Charges dropped against eight people arrested at Hong Kong anti-parallel trade protest
PUBLISHED : Thursday, 09 April, 2015, 2:02pm
UPDATED : Thursday, 09 April, 2015, 6:35pm
Chris Lau [email protected]
(From left) Chan Yau-tak, Chan Ka-him, Lam Ho-hin and Richard Suen Lap-fung walk free from Tuen Mun Court. Photo: Chris Lau
Six men and two women arrested during an anti-parallel goods trade protest in Tuen Mun two months ago walked free from Tuen Mun Court today after prosecutors dropped the charges against them.
The eight defendants were brought to the same court on February 11, charged with taking part in an illegal assembly.
It was originally alleged that Chan Ka-him, 23, Fok Wai-keung, 33, Sin Wai-kee, 28, Fu Nok-yiu, 18, Lam Ho-hin, 23, Chan Yau-tak, 29, Alex Tsang Yee-hung, 22, and Richard Suen Lap-fung, 36, took part in an illegal gathering outside the Saint Honore Cake Shop at the south wing of The Trend Plaza on February 8.
But the prosecutor in charge of the case told the court: “After further enquiries, the prosecution decided to withdraw the charge.”
Outside court, some defendants immediately voiced criticism of their arrests, accusing police of pressing charges without justifiable cause.
WATCH: Mother and daughter confronted by Hong Kong anti-parallel trading protesters
“I am a Tuen Mun resident and the shopping mall was not cordoned off at the time. It makes sense if I appeared at the mall at the time,” Chan Yau-tak said, stressing that police should first gather evidence before deciding whether to lay charges.
He accused police of using delaying tactics, which made his life inconvenient as he was barred from entering the mall as a bail condition.
Suen, another acquitted defendant, said not only did the case waste time, but it cost taxpayers’ money.
“As an ordinary citizen, we go to a shopping mall to shop and dine. But the police officers ... surrounded us and used pepper spray on us,” he said. “It was outrageous.”
Although reluctant to answer whether he was there for the anti-parallel goods trade protest, Suen said it was an issue for the government to address.
Two other defendants arrested on the same day, meanwhile, will continue to face trial after pleading not guilty to two other charges.
A 16-year-old girl, charged with obstructing a police officer, would face trial on June 25, while Lee Siu-chiu, 22, a Polytechnic University student, would stand trial for one count of assaulting a police officer on June 22.
On February 8, hundreds of protesters participated in a protest, marching from a central Tuen Mun light rail station to a bus stop where passengers catch buses to Shenzhen.
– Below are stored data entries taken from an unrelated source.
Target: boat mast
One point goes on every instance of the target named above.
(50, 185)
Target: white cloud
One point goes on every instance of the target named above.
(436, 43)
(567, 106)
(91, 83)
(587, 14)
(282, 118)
The march was to voice discontent against anti-parallel goods traders.
The incident, followed by a flurry of protests alike in various districts with a strong presence of parallel traders, ended with one police officer and 13 local people suffering minor injuries.
The conflict between protesters and their detractors further heightened last month when a video capturing a protester yelling at a mother and her daughter, mistaken for being mainlanders, went viral on the internet.